Many new drivers quickly come to the realization of how tricky it can be to drive in snow.  In the 1996 L. C. Bird High School Talon, Lance Green relates, “I backed into a snow bank, and my car was in the shop until Thursday. Then, on Friday I hit a patch of ice. I did a couple of 360’s, and I took out three mailboxes, one of which was steel.” Three years later in 1999, Rockbridge County High School student Lindsey Clark lamented that she “was going around a curve, and in the road there was a car spinning in circles. I swerved to miss hitting the car, and I ended up in a ditch.”

So there are definitely pros and cons, and students are not afraid to share their thoughts about them.

Pros

“I value sleeping and the snow days allowed me to recharge my batteries.”

Patrick RaultPoquoson High School, 2000.

“I needed the extra day to relax.”

Amy TaylorPoquoson High School, 1993.

“Ah, television; it's time to sit back and let the learning drain out of my feet.”

Jamie MaxwellPoquoson High School, 2000.

“It's always nice to have a few days off school so we get to play in the snow.”

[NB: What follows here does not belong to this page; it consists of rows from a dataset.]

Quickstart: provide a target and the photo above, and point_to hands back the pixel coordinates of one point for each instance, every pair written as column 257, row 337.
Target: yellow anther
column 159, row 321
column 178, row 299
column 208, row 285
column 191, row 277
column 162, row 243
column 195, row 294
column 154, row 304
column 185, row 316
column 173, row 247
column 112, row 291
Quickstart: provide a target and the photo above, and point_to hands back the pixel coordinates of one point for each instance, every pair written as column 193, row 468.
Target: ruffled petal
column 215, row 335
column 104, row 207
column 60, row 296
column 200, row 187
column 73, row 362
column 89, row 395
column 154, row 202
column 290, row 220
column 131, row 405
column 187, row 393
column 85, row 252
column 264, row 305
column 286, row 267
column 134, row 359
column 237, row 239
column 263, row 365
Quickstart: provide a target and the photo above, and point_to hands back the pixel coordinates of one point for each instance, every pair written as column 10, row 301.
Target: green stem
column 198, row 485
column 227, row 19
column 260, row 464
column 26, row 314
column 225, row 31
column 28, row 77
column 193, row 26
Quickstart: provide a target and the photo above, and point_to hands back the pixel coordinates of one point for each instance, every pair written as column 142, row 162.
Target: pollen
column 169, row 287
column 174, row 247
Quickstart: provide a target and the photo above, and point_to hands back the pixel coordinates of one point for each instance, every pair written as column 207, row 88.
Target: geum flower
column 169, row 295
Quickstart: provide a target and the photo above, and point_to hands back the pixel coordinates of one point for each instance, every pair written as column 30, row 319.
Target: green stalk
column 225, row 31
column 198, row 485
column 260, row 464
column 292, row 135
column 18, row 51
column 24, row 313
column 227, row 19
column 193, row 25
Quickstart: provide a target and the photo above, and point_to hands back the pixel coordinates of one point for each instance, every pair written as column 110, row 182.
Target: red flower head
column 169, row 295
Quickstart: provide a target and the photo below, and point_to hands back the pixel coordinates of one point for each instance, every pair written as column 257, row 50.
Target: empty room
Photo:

Megan BlackPoquoson High School, 2002.

“We usually play football. it's great because we get a lot of people and knock the garbage out of each other. It doesn't hurt because your body is so cold and when you hit the ground, the snow is like a pillow.”

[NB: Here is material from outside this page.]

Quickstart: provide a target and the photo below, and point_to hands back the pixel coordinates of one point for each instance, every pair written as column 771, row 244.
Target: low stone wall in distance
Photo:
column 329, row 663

Mike GallupGar-Field High School, 1990.

Cons

“...it makes your body stiff.”

Paul WatlingtonPoquoson High School ,1996.

“I hate making up snow days”

Kate RepairRockbridge County High School, 1999.

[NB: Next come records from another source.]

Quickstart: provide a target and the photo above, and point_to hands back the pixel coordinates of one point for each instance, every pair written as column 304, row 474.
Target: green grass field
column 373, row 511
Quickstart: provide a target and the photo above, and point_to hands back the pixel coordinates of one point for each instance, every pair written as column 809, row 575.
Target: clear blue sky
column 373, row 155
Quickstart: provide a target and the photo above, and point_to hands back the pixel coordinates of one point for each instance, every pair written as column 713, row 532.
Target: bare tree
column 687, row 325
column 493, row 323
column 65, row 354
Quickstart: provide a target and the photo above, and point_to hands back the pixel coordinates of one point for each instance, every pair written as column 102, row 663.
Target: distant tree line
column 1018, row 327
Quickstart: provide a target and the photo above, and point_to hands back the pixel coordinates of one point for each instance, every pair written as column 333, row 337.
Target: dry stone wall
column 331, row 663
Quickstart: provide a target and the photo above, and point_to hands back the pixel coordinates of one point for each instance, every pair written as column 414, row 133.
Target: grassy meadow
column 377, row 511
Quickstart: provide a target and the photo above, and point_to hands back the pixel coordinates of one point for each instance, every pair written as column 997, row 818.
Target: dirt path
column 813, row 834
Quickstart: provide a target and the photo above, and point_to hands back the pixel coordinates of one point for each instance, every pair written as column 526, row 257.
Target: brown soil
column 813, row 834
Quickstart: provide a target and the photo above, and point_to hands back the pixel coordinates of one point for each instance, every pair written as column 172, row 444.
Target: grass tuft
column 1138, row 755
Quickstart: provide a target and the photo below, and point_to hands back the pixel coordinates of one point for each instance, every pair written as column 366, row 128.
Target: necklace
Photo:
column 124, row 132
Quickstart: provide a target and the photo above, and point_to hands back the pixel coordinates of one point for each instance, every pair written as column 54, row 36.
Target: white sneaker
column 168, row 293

“I got in my bath tub and pretended it was a swimming pool. I hate snow and love the summer time.”

Shari GrossPoquoson High School, 1996.

“I never thought I would want to go back to school. I missed having a routine.”

Jamila TaylorL. C. Bird High School, 1996.

“Snow sucks. It closes school, the golf course, and everything”

Brad HolsingerLuray High School, 1993.

Others were merely indifferent: “Like usual, I went to work to earn money for my car insurance,” said Trevor Fitzpatrick, a Poquoson High Schooler in 2000. But on the whole, snow days produced strong emotions. And it probably is always preferable to be snowed in at home, rather than school. In 1961, participants in the Northern Virginia District Band Festival, including students from Culpeper County High School, had to sleep over at Fairfax High School due to a storm.

In recent years, with the introduction of “remote learning” and “remote work,” many have wondered if snow days are soon to be a thing of the past. West Potomac High School was pondering this question as early as 1986. The yearbook ominously predicts that “snow days are becoming obsolete, replaced by hurricane days, heat days, bomb threat days and flood days,” only to wrap up that dire view with one we can more readily agree with that, if “the snow day is ever eradicated from existence, it will be sorely missed.”